More than 600 knitters packed into an auditorium at the University of St. Thomas in St. Paul to listen to words of wisdom from Stephanie Pearl-McPhee, the woman who calls herself the Yarn Harlot.
Just about every audience member was busy knitting something while listening to Pearl-McPhee's presentation. That's 1,200 needles in motion.
Pearl-McPhee describes herself as a dork with funny hair. This kind of attention is new to her.
"I think it's only that I'm managing to say out loud what everybody is thinking. I'm only saying what other knitters would say if they had the same platform I do," Pearl-McPhee said.
Pearl-McPhee is a mother of three from Toronto, Canada. Her main platform is her Yarn Harlot blog, which she started in 2004. She updates the blog daily with photos of her latest knitting project, snippets of philosophy and humorous anecdotes of the things she's learned while knitting.
She also uses the Web site and her connection with knitters to raise about $435,000 for Doctors Without Borders.
So about that name, the Yarn Harlot.
"I was writing about how I was knitting pink lace socks for my mother for her birthday. I had finished the first one and immediately developed a whopping case of second sock syndrome, where I would rather lick a camel than knit the second sock at that point," Pearl-McPhee said.

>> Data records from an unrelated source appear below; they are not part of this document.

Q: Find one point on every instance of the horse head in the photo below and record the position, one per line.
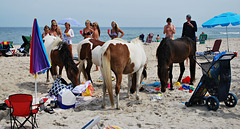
(163, 56)
(70, 66)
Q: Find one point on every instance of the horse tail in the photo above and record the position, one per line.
(106, 73)
(66, 57)
(82, 69)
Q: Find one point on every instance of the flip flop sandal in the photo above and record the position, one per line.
(49, 110)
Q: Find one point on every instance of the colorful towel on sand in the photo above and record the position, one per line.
(152, 84)
(100, 79)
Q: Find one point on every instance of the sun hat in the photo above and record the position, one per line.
(188, 16)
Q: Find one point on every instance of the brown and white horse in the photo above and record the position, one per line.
(85, 49)
(122, 58)
(59, 55)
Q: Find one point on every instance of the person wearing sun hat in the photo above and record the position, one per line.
(189, 28)
(68, 35)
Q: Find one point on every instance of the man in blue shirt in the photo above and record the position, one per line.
(189, 28)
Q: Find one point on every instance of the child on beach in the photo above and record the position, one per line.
(96, 34)
(46, 31)
(115, 30)
(68, 35)
(169, 29)
(87, 31)
(96, 31)
(158, 38)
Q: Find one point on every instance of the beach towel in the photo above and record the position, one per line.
(58, 85)
(152, 84)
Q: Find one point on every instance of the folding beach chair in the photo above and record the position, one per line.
(202, 38)
(26, 45)
(20, 105)
(216, 46)
(149, 38)
(93, 122)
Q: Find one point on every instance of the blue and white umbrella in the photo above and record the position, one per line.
(69, 20)
(224, 19)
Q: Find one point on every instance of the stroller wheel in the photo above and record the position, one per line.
(212, 103)
(188, 104)
(231, 100)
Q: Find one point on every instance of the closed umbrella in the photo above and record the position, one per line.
(69, 20)
(39, 61)
(224, 19)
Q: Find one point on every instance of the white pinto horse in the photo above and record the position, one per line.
(50, 43)
(122, 58)
(84, 50)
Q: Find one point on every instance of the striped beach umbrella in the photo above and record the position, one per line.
(39, 62)
(223, 20)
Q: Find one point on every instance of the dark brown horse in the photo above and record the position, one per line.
(62, 57)
(175, 51)
(85, 49)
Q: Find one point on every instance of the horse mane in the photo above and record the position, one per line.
(56, 42)
(66, 56)
(163, 50)
(121, 40)
(136, 41)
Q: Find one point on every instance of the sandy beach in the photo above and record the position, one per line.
(169, 112)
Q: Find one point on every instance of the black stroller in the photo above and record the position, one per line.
(26, 45)
(216, 81)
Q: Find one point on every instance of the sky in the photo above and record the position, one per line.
(127, 13)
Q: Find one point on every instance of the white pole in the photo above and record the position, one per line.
(35, 88)
(227, 38)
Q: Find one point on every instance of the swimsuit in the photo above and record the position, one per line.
(88, 33)
(114, 34)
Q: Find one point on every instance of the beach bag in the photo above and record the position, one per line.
(66, 99)
(5, 47)
(89, 90)
(58, 85)
(86, 89)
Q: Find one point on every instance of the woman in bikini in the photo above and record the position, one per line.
(46, 31)
(54, 31)
(68, 35)
(87, 31)
(115, 31)
(96, 31)
(96, 34)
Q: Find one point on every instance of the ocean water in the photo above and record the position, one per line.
(15, 33)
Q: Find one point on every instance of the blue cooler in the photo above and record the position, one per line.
(66, 99)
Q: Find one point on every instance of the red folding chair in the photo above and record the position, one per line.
(20, 105)
(216, 46)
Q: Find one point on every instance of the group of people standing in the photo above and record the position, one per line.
(91, 30)
(189, 28)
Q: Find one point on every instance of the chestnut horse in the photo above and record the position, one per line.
(175, 51)
(122, 58)
(85, 49)
(60, 55)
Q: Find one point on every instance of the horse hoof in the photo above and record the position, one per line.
(132, 91)
(103, 106)
(137, 97)
(163, 90)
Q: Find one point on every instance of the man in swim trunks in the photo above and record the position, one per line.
(115, 30)
(169, 29)
(189, 28)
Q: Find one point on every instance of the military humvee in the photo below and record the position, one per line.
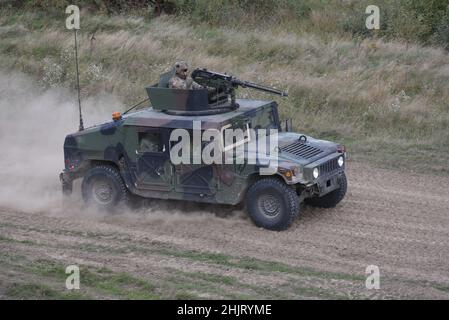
(132, 155)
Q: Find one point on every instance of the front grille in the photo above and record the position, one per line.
(301, 149)
(328, 167)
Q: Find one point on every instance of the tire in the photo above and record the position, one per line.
(272, 204)
(104, 188)
(331, 199)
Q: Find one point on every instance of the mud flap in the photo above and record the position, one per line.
(66, 183)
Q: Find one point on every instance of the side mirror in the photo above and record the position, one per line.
(288, 125)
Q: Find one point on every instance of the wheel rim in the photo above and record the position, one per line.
(269, 205)
(103, 192)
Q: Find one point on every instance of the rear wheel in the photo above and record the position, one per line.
(272, 204)
(331, 199)
(104, 188)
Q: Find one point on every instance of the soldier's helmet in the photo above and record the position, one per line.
(181, 68)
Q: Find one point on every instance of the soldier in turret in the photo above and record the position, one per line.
(181, 80)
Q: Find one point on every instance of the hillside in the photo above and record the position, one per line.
(387, 101)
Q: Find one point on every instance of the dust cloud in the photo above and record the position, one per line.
(33, 124)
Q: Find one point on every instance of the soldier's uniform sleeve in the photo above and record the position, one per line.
(196, 86)
(176, 83)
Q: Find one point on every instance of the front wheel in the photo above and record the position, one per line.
(104, 188)
(272, 204)
(331, 199)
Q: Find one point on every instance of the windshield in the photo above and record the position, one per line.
(264, 119)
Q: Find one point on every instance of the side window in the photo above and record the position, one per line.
(151, 142)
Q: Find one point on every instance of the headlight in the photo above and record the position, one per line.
(341, 161)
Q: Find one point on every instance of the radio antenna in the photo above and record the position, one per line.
(81, 128)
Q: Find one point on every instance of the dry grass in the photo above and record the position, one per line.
(387, 101)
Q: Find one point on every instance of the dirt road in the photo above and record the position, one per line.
(396, 221)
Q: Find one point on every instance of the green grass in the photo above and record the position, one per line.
(387, 101)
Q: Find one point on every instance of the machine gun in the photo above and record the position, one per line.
(225, 85)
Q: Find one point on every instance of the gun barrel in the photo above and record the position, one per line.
(262, 88)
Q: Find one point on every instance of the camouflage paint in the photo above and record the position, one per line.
(150, 174)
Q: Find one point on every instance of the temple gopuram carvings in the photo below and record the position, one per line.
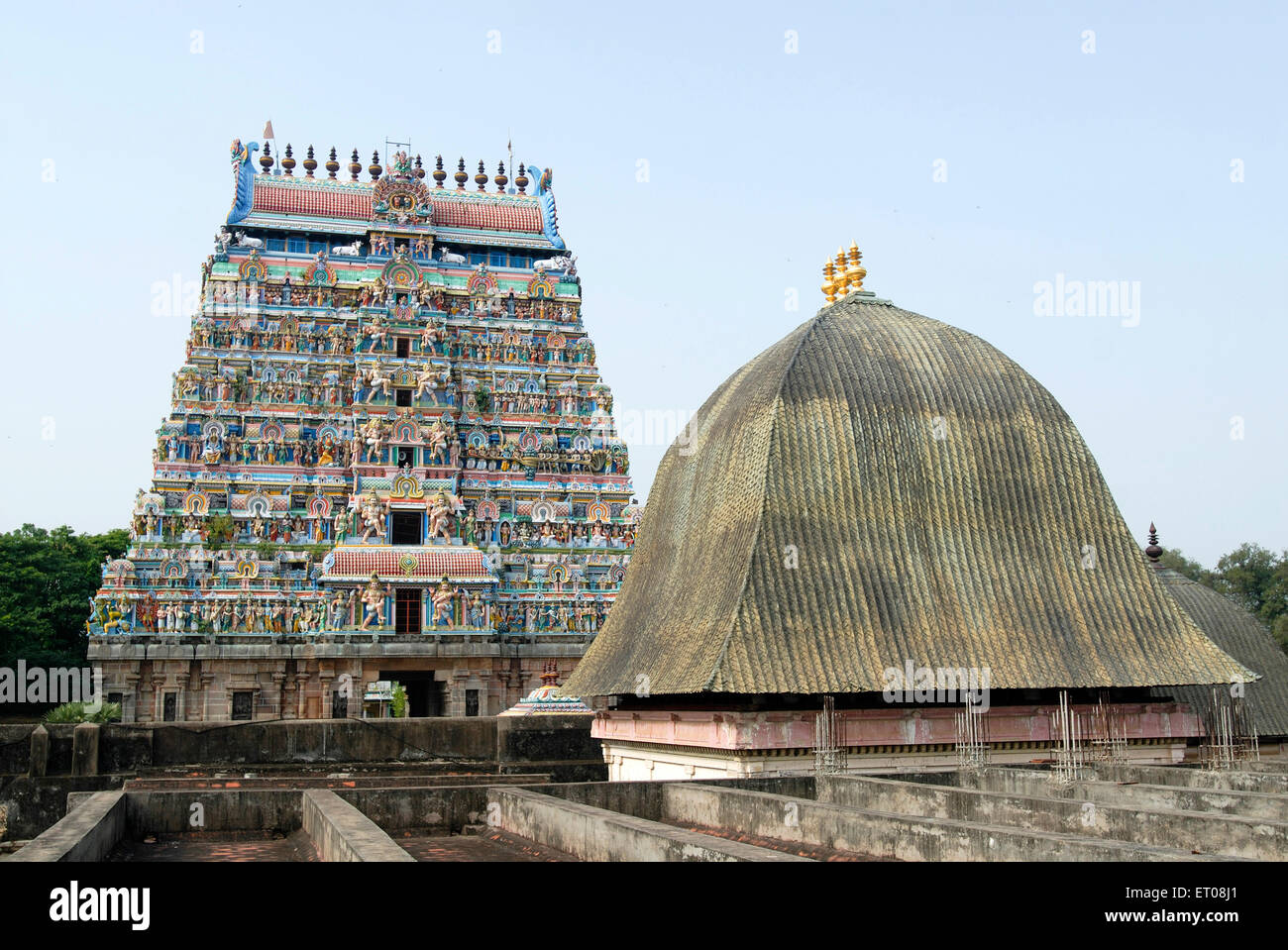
(389, 456)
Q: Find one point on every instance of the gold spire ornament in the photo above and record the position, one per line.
(828, 282)
(842, 277)
(855, 271)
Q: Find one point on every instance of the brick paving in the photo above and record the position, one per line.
(791, 847)
(492, 846)
(218, 846)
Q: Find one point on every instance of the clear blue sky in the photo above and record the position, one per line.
(1113, 164)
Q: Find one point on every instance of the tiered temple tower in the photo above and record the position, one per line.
(389, 456)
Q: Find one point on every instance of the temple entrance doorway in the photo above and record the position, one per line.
(424, 692)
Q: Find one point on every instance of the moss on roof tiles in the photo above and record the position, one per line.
(939, 505)
(1247, 640)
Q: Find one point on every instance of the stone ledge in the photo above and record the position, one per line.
(343, 833)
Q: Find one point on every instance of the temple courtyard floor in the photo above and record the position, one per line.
(1113, 812)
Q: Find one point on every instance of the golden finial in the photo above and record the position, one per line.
(842, 278)
(855, 270)
(828, 283)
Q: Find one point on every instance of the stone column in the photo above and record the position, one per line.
(301, 682)
(158, 691)
(275, 705)
(180, 705)
(130, 697)
(207, 682)
(325, 685)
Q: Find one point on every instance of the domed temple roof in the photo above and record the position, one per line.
(880, 488)
(1245, 639)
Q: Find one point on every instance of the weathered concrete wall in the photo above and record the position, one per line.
(644, 798)
(441, 810)
(595, 834)
(34, 804)
(343, 833)
(1233, 781)
(1222, 834)
(557, 744)
(153, 812)
(1254, 804)
(16, 748)
(85, 834)
(884, 834)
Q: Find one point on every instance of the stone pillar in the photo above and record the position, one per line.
(130, 697)
(180, 701)
(85, 748)
(275, 705)
(207, 680)
(325, 679)
(301, 682)
(158, 683)
(39, 752)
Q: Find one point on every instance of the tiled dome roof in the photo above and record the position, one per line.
(879, 488)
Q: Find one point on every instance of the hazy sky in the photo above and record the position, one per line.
(706, 159)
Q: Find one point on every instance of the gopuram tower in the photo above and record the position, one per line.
(389, 457)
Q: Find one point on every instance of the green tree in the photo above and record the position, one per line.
(1192, 570)
(47, 580)
(1250, 576)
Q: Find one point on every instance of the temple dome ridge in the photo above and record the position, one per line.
(880, 488)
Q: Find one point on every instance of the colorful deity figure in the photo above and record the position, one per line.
(442, 510)
(373, 518)
(343, 524)
(442, 604)
(426, 381)
(374, 596)
(377, 382)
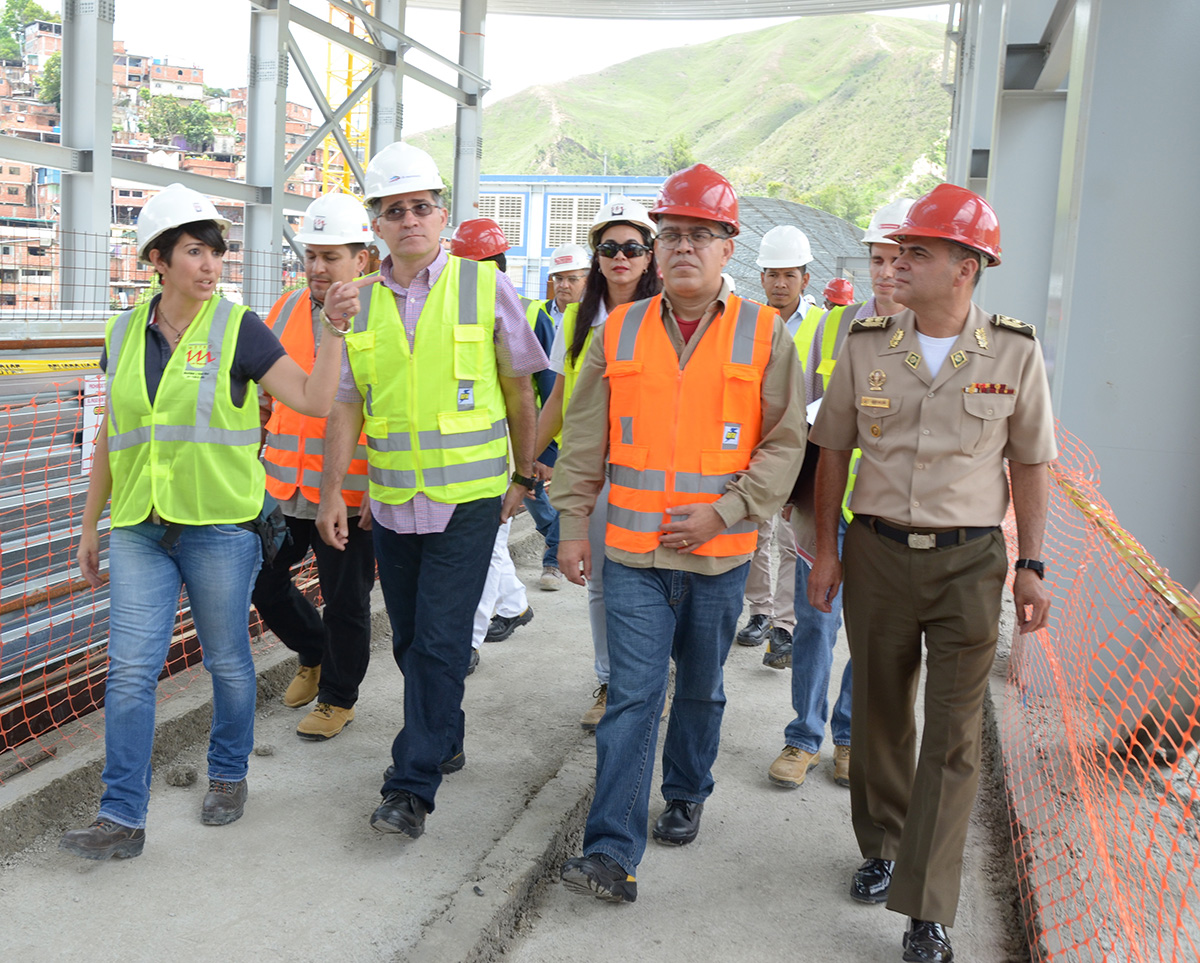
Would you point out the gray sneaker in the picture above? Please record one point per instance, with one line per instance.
(225, 802)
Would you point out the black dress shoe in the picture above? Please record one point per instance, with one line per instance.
(755, 630)
(871, 881)
(400, 812)
(679, 823)
(925, 941)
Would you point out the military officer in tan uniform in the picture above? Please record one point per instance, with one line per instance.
(936, 398)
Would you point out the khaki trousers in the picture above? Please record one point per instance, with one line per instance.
(780, 603)
(917, 814)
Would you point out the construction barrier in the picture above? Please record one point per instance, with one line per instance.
(1098, 723)
(53, 624)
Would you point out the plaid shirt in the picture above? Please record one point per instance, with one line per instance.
(517, 353)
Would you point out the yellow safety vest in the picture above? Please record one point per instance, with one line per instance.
(192, 455)
(438, 425)
(804, 335)
(807, 332)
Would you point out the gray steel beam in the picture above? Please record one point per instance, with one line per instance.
(469, 124)
(387, 97)
(87, 195)
(265, 151)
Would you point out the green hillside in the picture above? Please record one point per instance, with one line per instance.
(841, 113)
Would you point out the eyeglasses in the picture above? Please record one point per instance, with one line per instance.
(697, 239)
(421, 209)
(629, 249)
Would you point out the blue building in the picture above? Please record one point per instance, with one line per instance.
(538, 214)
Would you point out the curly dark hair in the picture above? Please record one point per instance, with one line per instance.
(595, 287)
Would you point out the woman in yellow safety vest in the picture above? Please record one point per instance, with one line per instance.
(623, 270)
(178, 453)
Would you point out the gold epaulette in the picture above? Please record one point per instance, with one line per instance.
(1013, 324)
(870, 324)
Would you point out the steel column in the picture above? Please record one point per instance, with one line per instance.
(469, 124)
(265, 151)
(87, 195)
(387, 99)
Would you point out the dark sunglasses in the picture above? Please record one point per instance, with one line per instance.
(629, 249)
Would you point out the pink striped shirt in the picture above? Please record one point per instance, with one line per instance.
(517, 353)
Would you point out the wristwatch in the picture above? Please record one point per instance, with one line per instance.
(1033, 564)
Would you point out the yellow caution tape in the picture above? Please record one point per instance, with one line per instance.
(1133, 551)
(35, 368)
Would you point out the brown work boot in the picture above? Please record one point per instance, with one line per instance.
(103, 839)
(324, 722)
(303, 688)
(792, 766)
(225, 802)
(841, 765)
(593, 716)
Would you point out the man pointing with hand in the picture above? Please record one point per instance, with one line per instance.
(438, 360)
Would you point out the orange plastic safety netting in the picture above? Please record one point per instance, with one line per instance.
(1099, 723)
(53, 624)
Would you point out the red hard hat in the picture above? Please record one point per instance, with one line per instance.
(839, 291)
(697, 191)
(478, 239)
(954, 214)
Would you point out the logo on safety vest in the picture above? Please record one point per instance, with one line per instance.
(196, 358)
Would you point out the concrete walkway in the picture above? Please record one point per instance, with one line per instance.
(301, 877)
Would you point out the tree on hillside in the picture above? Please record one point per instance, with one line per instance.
(49, 85)
(169, 118)
(16, 15)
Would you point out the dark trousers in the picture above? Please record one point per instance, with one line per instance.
(904, 807)
(339, 640)
(431, 585)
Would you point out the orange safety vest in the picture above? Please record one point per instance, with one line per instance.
(295, 443)
(678, 436)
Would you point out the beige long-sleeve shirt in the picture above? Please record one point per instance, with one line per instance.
(756, 494)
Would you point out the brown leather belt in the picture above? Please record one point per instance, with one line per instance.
(925, 539)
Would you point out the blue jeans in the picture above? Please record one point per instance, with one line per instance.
(431, 585)
(545, 518)
(655, 615)
(217, 563)
(816, 633)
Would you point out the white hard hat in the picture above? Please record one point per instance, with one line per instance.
(886, 220)
(619, 208)
(400, 168)
(335, 219)
(174, 207)
(569, 257)
(784, 246)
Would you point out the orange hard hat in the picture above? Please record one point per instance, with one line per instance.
(953, 214)
(839, 291)
(699, 191)
(478, 239)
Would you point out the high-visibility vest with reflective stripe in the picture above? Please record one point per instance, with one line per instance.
(804, 335)
(295, 443)
(435, 414)
(192, 455)
(807, 332)
(571, 369)
(679, 436)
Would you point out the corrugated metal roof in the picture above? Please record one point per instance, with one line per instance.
(829, 235)
(676, 10)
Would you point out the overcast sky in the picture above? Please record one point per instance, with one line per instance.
(519, 51)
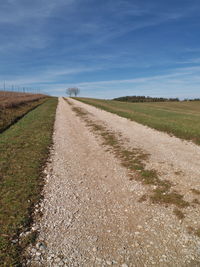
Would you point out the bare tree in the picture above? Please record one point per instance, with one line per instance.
(73, 91)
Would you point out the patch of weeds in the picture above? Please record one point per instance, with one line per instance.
(197, 232)
(195, 191)
(143, 198)
(195, 201)
(191, 230)
(178, 172)
(179, 214)
(160, 195)
(24, 148)
(29, 239)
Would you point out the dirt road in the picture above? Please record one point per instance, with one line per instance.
(92, 215)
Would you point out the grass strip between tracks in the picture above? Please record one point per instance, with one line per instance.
(23, 151)
(134, 161)
(178, 118)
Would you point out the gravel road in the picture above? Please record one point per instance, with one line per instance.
(91, 213)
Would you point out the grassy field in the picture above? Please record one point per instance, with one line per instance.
(23, 151)
(14, 105)
(181, 119)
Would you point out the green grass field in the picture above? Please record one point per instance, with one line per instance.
(181, 119)
(10, 115)
(23, 151)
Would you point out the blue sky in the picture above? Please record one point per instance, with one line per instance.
(107, 48)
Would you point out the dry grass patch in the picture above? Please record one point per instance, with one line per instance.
(195, 191)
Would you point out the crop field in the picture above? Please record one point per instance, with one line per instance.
(15, 105)
(23, 151)
(181, 119)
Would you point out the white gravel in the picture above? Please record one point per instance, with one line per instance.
(91, 214)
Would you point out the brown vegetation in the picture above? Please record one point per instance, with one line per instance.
(14, 99)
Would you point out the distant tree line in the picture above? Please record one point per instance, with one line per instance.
(194, 99)
(144, 99)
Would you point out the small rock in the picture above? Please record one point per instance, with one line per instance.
(38, 253)
(94, 249)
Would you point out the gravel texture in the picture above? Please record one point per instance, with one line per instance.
(91, 213)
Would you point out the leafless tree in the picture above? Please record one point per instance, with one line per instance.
(73, 91)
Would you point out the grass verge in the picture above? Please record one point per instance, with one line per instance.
(10, 115)
(134, 161)
(23, 151)
(178, 118)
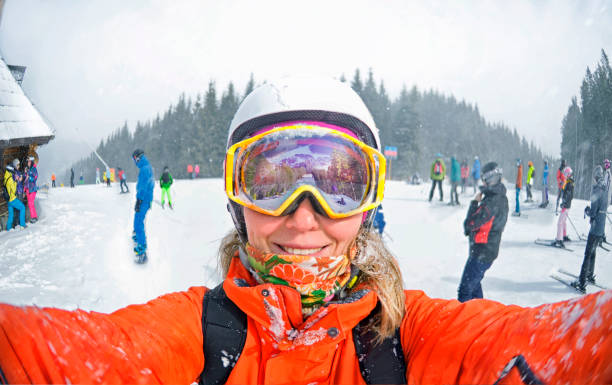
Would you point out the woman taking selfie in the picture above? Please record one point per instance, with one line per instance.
(310, 294)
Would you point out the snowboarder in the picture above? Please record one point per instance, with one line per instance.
(144, 196)
(465, 173)
(597, 215)
(560, 183)
(476, 173)
(544, 203)
(122, 180)
(11, 177)
(484, 224)
(518, 185)
(339, 315)
(379, 221)
(437, 174)
(165, 181)
(455, 179)
(566, 203)
(31, 174)
(529, 184)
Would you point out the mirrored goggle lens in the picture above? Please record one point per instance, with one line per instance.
(271, 169)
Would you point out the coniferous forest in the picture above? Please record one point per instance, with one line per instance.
(419, 123)
(587, 127)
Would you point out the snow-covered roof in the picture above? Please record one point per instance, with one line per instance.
(20, 122)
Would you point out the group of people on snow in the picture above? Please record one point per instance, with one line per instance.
(18, 189)
(310, 294)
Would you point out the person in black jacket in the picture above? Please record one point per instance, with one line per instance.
(597, 214)
(484, 224)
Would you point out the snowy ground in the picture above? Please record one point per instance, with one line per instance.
(79, 254)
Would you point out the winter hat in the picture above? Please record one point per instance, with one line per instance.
(300, 99)
(491, 174)
(137, 154)
(598, 174)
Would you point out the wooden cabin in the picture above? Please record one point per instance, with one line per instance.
(22, 127)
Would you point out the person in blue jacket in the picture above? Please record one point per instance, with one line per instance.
(144, 196)
(476, 173)
(545, 186)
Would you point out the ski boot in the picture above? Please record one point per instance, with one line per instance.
(141, 253)
(580, 288)
(558, 243)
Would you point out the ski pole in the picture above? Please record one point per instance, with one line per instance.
(575, 229)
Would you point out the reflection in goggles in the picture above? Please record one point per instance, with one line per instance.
(272, 168)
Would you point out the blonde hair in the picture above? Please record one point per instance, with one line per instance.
(379, 271)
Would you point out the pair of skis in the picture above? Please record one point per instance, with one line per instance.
(565, 276)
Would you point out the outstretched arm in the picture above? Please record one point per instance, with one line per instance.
(157, 342)
(449, 342)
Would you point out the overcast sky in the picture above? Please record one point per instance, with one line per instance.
(94, 64)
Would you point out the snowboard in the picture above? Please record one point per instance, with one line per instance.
(549, 243)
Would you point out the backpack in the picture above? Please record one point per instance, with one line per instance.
(224, 327)
(438, 168)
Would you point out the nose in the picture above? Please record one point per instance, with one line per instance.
(304, 218)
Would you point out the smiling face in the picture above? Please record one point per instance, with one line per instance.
(303, 232)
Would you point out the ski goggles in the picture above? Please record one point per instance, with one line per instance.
(272, 171)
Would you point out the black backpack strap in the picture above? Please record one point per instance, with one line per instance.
(224, 328)
(381, 363)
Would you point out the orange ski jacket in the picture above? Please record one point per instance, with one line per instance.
(444, 341)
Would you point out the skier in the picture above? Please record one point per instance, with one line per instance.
(465, 173)
(544, 203)
(476, 173)
(597, 215)
(123, 180)
(529, 184)
(11, 177)
(286, 314)
(108, 176)
(560, 183)
(566, 203)
(518, 185)
(484, 224)
(31, 174)
(165, 181)
(437, 174)
(144, 196)
(379, 221)
(455, 179)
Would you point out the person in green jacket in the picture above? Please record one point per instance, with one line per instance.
(165, 181)
(437, 174)
(530, 173)
(455, 179)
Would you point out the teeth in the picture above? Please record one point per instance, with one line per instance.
(302, 251)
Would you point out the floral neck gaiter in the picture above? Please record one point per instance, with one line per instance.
(317, 279)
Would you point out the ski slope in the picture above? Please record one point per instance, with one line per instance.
(79, 254)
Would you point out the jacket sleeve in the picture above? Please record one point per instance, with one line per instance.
(157, 342)
(446, 341)
(477, 216)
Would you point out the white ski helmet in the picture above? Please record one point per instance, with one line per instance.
(307, 99)
(300, 99)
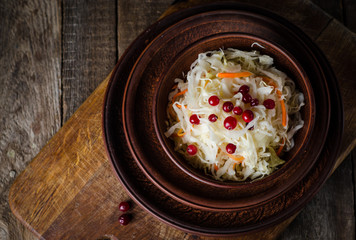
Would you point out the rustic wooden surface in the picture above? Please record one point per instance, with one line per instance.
(54, 54)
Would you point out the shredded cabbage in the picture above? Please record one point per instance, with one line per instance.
(257, 146)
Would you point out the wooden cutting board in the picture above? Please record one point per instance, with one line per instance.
(69, 191)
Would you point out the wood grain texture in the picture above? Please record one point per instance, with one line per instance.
(20, 116)
(29, 93)
(135, 16)
(89, 49)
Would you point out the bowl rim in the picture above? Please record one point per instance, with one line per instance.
(169, 219)
(279, 171)
(179, 195)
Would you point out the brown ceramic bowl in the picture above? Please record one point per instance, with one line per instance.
(166, 188)
(283, 60)
(170, 54)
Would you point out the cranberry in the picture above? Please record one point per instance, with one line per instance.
(124, 219)
(213, 118)
(124, 206)
(214, 100)
(228, 106)
(244, 89)
(254, 102)
(192, 149)
(230, 123)
(269, 103)
(237, 110)
(251, 128)
(194, 119)
(230, 148)
(246, 98)
(247, 116)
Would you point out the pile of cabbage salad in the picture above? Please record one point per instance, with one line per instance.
(235, 115)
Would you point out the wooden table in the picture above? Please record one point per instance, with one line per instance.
(54, 54)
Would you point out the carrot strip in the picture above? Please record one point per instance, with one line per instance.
(279, 151)
(234, 75)
(180, 133)
(206, 83)
(236, 158)
(178, 94)
(279, 93)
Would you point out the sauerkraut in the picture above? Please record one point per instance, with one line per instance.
(199, 126)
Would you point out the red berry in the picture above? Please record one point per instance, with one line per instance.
(124, 219)
(194, 119)
(230, 123)
(214, 100)
(237, 110)
(192, 150)
(124, 206)
(254, 102)
(228, 106)
(247, 116)
(230, 148)
(244, 89)
(269, 103)
(251, 128)
(213, 118)
(246, 98)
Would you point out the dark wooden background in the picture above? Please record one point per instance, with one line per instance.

"It's part of the challenge of socks. You get a false sense of accomplishment because you have a completed object, but not a pair. You have to overcome that and do the whole thing over again, even though it's lost much of its charm in the repeating."
"I was talking how I would rather go out and find a cross-dressing pirate, you know who needed one pink lace sock, than knit the second one," she continued. "I said that I guessed I just had yarn monogamy issues. I guess I was a yarn harlot. And the name stuck."
With more than 53 million knitters in the U.S., Pearl-McPhee is frustrated that knitting is still seen as an old-fashioned hobby for people with lots of spare time.
Knitters are extremely productive people who are good at multi-tasking and goal-setting, she says. Knitting also helps with mental focus, relaxation and math skills.
The message in her latest book, "Things I Learned from Knitting Whether I wanted to or Not," is that knitting is a metaphor for life, Pearl-McPhee says. Life, like knitting, requires patience, problem solving and letting go of perfection.
Before the fanatical crowds and her popular blog, Pearl-McPhee spent her childhood watching her grandmother, a professional knitter, create items on commission. Her grandmother taught her to knit when she was 4 years old.
"I remember everything about that moment. I remember it the way some people remember religious epiphany. I remember what she was wearing. I remember the birds. I remember everything about it. It was an instant intrigue that's gone on to last 35 years," said Pearl-McPhee.
In 2006, Pearl-McPhee started an event she dubbed the Knitting Olympics, a competition for knitters to start and finish one challenging project during the time frame of the Winter Olympics. More than 4,000 knitters worldwide participated.
She hopes to host another round during this summer's Beijing games. The slogan is, "16 days, many knitters, one dream."